“Follow Your Nose!” is the familiar catch phrase of Toucan Sam, the friendly and colorful spokes-bird for Kellogg’s Fruit Loops cereal. And what a “nose” toucans have! In fact, for their size, toucans have the largest bills of any bird.
The long, thick (often colorful) toucan bill serves many purposes. It is a good tool for snatching ripe fruits growing out at the ends of tree branches, the eggs and nestlings of small bird birds and large insects and small lizards. But, recently, scientists have learned that a toucan’s over-sized bill has one especially important purpose — keeping the toucan cool.
It turns out that toucans actively control blood flow into their bills. When it is very hot outside or when the bird is very active, shunting blood into the bill allows for rapid radiative cooling; conversely, restricting blood flow to the bill helps conserve body heat when temperatures drop. Researchers even discovered that just before toucans go to sleep for the night, they “dump” a lot of their body heat through their bill in order to rapidly decrease their core body temperature. Reducing their body temperature during sleep, called hypothermia, is an adaptation to conserve energy.

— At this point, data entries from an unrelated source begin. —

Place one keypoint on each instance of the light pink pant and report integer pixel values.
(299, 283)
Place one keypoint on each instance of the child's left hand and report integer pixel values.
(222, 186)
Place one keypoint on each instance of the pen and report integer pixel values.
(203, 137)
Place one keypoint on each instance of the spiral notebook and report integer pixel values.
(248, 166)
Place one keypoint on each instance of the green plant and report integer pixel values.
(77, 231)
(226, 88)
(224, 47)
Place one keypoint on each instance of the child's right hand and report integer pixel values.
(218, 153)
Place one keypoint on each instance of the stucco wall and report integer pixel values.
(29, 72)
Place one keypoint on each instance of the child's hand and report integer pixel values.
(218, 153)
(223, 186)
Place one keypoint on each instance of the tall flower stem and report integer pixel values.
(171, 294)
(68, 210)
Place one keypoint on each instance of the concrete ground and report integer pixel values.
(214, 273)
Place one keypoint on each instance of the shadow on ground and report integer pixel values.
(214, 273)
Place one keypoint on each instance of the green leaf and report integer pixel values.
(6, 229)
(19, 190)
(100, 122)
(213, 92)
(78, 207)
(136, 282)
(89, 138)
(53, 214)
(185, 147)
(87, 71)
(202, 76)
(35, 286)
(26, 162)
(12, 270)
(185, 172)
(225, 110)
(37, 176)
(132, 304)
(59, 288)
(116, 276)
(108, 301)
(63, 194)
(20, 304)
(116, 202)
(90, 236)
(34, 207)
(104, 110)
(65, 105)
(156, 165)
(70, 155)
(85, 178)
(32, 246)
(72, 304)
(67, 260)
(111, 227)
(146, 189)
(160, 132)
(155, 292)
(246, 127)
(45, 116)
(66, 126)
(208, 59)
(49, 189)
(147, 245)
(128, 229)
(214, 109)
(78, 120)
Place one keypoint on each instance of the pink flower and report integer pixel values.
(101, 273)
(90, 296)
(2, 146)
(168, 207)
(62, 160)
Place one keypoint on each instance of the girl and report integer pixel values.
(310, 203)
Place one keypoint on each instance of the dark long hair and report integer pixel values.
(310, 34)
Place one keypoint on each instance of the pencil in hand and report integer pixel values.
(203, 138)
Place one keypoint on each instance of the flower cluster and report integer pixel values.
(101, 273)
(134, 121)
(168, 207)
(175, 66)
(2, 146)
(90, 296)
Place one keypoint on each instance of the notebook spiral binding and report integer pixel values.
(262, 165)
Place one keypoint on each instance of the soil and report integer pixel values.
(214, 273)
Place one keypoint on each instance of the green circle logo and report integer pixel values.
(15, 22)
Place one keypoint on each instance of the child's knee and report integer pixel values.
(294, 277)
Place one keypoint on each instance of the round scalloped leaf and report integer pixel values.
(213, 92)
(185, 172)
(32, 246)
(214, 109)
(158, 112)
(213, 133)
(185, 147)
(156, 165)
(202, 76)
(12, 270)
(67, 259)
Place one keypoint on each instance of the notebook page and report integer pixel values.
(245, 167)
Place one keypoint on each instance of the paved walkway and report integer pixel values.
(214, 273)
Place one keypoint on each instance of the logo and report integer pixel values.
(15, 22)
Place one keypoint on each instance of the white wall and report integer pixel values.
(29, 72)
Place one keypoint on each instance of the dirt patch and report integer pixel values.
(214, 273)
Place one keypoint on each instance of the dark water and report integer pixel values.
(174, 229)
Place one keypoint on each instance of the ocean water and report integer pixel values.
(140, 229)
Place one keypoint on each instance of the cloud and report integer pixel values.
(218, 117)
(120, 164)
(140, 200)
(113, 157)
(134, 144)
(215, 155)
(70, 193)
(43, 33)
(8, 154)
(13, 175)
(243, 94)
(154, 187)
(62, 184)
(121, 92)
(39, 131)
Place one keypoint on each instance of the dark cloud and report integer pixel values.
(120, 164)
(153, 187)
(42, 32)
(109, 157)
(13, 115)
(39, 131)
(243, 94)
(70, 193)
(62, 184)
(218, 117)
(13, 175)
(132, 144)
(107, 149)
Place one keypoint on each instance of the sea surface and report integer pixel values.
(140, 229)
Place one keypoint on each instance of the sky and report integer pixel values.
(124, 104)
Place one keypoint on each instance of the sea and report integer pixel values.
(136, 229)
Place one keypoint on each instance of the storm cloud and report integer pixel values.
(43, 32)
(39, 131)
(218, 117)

All of this was revealed by researchers at Brock University in Ontario, whose study was published in 2009 in the journal Science. Using thermal imaging, they proved that a toucan’s bill, like the large ears of elephants and jackrabbits, serves as a “thermal window,” a surface across which an organism can rapidly radiate excess heat back into the environment in order to maintain its own body temperature within safe limits. For humans, this same essential thermoregulatory control is accomplished through perspiration and evaporative cooling.

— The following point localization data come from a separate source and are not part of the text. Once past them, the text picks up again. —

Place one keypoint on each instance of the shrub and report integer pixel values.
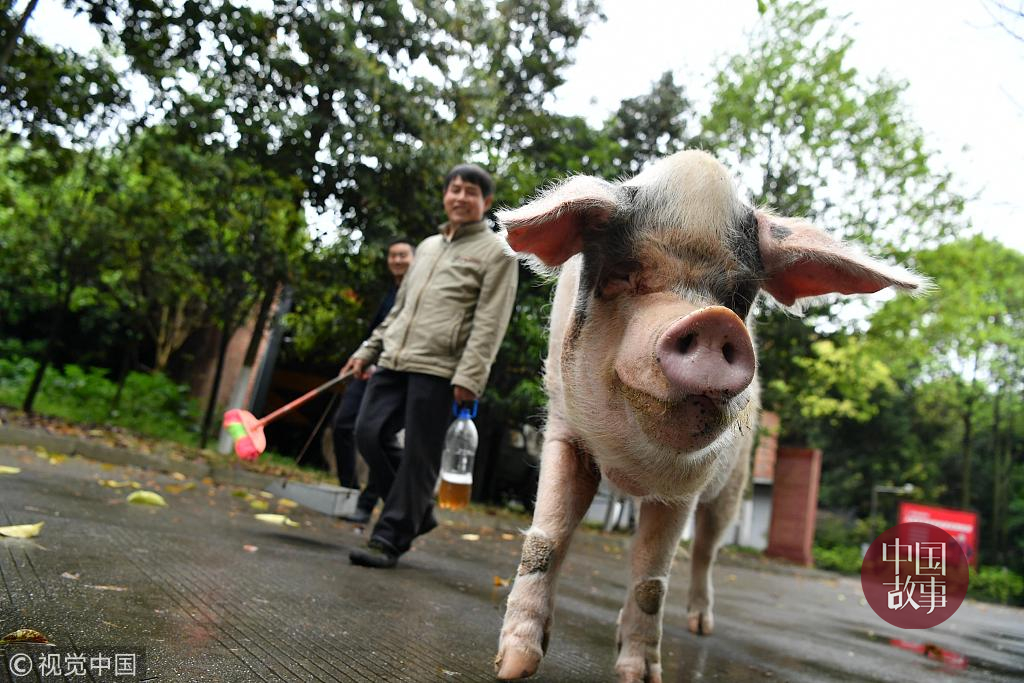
(151, 403)
(996, 585)
(845, 559)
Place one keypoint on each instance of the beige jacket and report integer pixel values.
(452, 310)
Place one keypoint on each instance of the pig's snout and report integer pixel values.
(708, 352)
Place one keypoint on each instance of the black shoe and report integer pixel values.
(429, 521)
(357, 517)
(376, 555)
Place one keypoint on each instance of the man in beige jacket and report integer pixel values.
(436, 344)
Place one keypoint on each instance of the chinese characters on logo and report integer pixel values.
(914, 575)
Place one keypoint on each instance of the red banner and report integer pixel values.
(961, 524)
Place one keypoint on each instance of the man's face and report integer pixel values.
(399, 257)
(464, 202)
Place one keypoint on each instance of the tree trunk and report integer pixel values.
(225, 338)
(11, 40)
(48, 351)
(224, 443)
(127, 363)
(966, 454)
(996, 474)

The world’s 35 species of toucans are distantly related to woodpeckers and closely related to tropical birds called barbets. They range in size from from 12 inches to 30 inches long and weigh from a quarter of a pound to a pound and a half. Generally, the larger species are called toucans; the smaller species are called aracaris or toucanets. The common names of many of these birds — such as emerald, crimson-rumped, blue-banded, golden-collared, and red-breasted — are proof that toucans are a very colorful group of birds.

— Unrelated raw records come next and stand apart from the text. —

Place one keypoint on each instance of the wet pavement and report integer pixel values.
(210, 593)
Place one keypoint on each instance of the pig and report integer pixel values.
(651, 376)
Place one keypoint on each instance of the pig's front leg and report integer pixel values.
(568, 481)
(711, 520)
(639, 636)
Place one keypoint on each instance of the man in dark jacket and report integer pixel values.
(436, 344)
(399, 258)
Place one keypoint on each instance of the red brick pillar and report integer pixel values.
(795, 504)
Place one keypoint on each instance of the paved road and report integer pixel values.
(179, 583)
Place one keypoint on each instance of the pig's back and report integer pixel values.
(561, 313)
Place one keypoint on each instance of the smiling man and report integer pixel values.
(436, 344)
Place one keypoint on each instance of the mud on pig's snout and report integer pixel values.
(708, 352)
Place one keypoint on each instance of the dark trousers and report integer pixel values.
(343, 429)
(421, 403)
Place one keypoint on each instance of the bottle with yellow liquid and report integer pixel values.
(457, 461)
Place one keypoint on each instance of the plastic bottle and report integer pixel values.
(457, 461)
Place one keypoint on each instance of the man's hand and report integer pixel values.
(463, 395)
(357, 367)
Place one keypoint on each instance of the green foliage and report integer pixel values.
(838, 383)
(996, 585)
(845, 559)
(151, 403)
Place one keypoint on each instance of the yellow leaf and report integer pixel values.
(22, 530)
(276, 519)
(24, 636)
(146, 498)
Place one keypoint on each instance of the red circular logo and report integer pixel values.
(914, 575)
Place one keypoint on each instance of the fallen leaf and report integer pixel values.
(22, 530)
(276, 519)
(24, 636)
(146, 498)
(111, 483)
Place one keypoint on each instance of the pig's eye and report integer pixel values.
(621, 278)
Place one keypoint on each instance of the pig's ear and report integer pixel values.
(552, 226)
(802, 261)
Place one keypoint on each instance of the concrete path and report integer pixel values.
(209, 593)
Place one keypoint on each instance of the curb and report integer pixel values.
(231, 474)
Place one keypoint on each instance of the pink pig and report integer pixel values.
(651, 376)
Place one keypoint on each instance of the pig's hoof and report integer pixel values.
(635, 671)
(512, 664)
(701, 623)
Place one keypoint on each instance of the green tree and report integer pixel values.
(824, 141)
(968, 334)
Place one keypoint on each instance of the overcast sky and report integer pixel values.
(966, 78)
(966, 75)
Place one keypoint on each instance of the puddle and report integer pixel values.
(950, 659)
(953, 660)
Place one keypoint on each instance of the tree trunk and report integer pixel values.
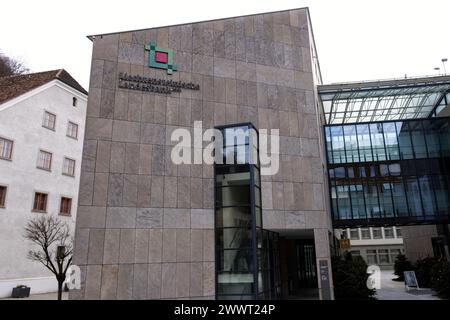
(60, 285)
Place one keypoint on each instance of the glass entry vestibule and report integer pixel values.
(247, 256)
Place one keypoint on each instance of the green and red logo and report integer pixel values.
(160, 58)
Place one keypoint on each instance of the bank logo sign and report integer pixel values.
(160, 58)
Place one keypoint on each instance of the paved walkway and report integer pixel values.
(395, 290)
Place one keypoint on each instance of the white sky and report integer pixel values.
(355, 39)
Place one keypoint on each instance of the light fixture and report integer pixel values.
(444, 60)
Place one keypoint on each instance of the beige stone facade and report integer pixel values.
(145, 227)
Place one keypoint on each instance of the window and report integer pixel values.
(72, 130)
(394, 254)
(372, 257)
(389, 233)
(45, 160)
(365, 233)
(40, 202)
(5, 149)
(66, 206)
(383, 256)
(354, 234)
(376, 232)
(2, 196)
(49, 120)
(69, 167)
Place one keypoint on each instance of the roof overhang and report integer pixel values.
(384, 100)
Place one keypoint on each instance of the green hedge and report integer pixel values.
(350, 278)
(423, 268)
(440, 279)
(401, 265)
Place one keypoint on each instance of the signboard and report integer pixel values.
(325, 279)
(410, 279)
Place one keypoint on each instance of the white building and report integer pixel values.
(379, 246)
(42, 117)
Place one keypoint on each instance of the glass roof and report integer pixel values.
(384, 100)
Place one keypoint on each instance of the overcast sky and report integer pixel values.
(355, 39)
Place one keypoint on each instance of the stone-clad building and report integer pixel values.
(145, 226)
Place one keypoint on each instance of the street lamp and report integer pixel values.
(444, 60)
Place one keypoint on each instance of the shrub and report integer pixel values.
(440, 279)
(350, 278)
(423, 269)
(401, 264)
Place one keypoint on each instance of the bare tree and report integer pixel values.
(55, 245)
(10, 66)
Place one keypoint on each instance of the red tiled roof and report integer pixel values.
(14, 86)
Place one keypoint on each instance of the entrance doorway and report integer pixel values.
(298, 268)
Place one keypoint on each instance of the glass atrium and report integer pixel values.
(383, 171)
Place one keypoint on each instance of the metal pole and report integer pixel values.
(444, 60)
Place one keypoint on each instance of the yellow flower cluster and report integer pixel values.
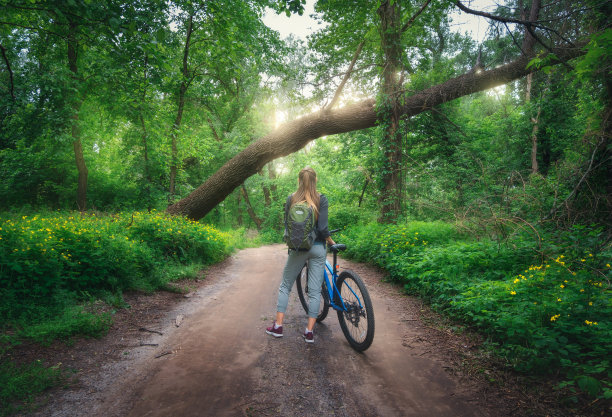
(400, 239)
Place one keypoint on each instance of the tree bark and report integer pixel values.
(75, 129)
(296, 134)
(266, 192)
(239, 209)
(179, 112)
(250, 210)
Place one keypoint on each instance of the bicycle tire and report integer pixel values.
(357, 323)
(302, 287)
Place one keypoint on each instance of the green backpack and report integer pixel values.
(300, 230)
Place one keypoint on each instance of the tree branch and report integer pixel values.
(346, 77)
(8, 67)
(294, 135)
(529, 25)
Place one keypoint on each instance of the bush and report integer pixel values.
(544, 305)
(48, 262)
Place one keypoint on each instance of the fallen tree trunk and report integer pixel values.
(294, 135)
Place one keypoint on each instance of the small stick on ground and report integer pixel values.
(142, 329)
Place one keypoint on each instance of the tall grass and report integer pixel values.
(545, 306)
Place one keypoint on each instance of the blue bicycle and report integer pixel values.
(347, 294)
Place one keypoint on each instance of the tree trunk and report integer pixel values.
(266, 192)
(75, 129)
(392, 187)
(239, 208)
(272, 176)
(250, 210)
(294, 135)
(179, 112)
(365, 185)
(534, 141)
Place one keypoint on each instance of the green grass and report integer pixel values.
(544, 306)
(63, 273)
(19, 385)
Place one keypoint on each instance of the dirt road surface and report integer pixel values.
(220, 362)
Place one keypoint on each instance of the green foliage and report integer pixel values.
(51, 260)
(74, 320)
(544, 305)
(20, 384)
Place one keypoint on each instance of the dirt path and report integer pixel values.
(219, 362)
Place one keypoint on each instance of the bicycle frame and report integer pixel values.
(332, 288)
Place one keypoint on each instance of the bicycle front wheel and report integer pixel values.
(357, 318)
(302, 286)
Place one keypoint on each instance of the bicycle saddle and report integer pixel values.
(337, 247)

At the National Aviary, one of the most brightly colored of all, the keel-billed toucan, with its rainbow-hued bill, lives in the “Cloud Forest” exhibit along with a two-toed sloth. A new female toucan has just joined our male toucan, and the pair is now actively exploring the exhibit together. If they become mates, then the female may decide to use one of the nest boxes inside the exhibit to lay from one to four eggs. If they should succeed in raising a brood of young toucans, this would be an exciting first for the National Aviary.